Strategic agility is reinforced by organizational flexibility. Leading firms emphasize leadership development, deep talent pipelines and cultural adaptability. Practices such as leadership rotation, succession planning and cross-functional experience keep organizations dynamic. Building inclusive, diverse workforces remains both a moral imperative and a catalyst for innovation and resilience.
How Siemens is embracing optionality
Traditional hierarchies excelled in stable environments, but today they slow innovation and can lead to missed opportunities. In a volatile landscape, rigidity is the enemy.
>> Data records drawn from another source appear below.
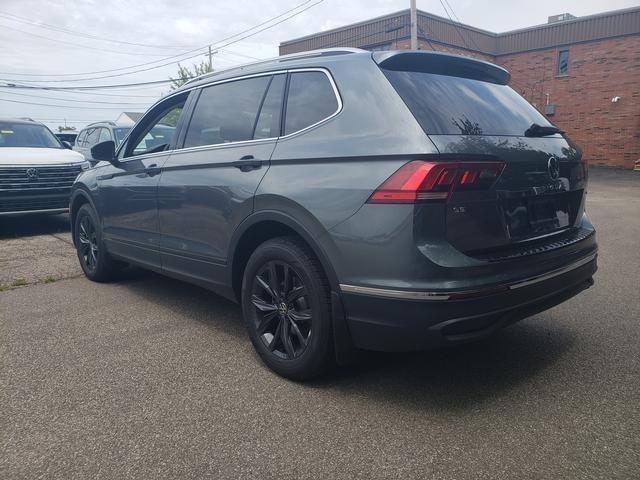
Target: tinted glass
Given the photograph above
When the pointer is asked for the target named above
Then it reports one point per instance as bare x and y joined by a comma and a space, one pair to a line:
27, 135
268, 124
104, 135
311, 99
120, 133
226, 112
92, 137
81, 137
158, 135
563, 62
448, 105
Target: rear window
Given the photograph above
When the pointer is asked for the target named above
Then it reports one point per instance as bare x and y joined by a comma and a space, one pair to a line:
446, 105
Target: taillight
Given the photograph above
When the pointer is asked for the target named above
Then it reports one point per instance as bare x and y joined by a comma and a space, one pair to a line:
420, 181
Organizations must cultivate optionality: building multiple pathways, iterating quickly and pivoting based on imperfect but timely data.
AI is enabling this shift, creating real-time coordination across networks. Siemens offers a compelling case: the company is deploying AI agents that work alongside operators on the factory floor, guiding troubleshooting, optimization and parameter changes as issues arise. Instead of waiting on centralized engineering, frontline teams act within safeguards, while AI surfaces likely causes, suggests set-point refinements and records decisions for traceability. This empowers frontline intelligence, shortens feedback loops and accelerates smarter outcomes.
The best leaders combine clear direction with distributed autonomy. They trust teams at every level to act decisively, shifting from slow consensus toward rapid cycles of execution and adaptation.
Using disruption to reimagine the enterprise
The most dangerous response to systemic uncertainty is inertia. If disruption is the baseline, it must become a core operating principle. That means:
- Using external shocks as catalysts to redeploy capital and talent.
- Continuously reshaping portfolios and cost structures to reflect changing realities.
- Accelerating transformation in response to new technologies, competitors and customer demand.
- Investing in digital, workforce upskilling and cultural adaptability to build competitive advantage.
Pandemics, wars, climate events and cyberattacks are no longer outliers; they are ongoing features of the landscape. What is new is the recognition that stability will not return. Waiting on certainty will increasingly separate the disrupted from the disruptors.
Those who lean hardest into transformation - using disruption as fuel for renewal - will get results. Leadership today is not about predicting the future, but about having the courage to reimagine, reposition and act, again and again. Passivity is the greater risk. The opportunity belongs to those prepared not just to adapt, but to reinvent.
The normal we once knew is over. The new reality is continuous disruption and perpetual transformation. The best leaders will be those who, rather than waiting for turbulence to pass, learn to fly in it.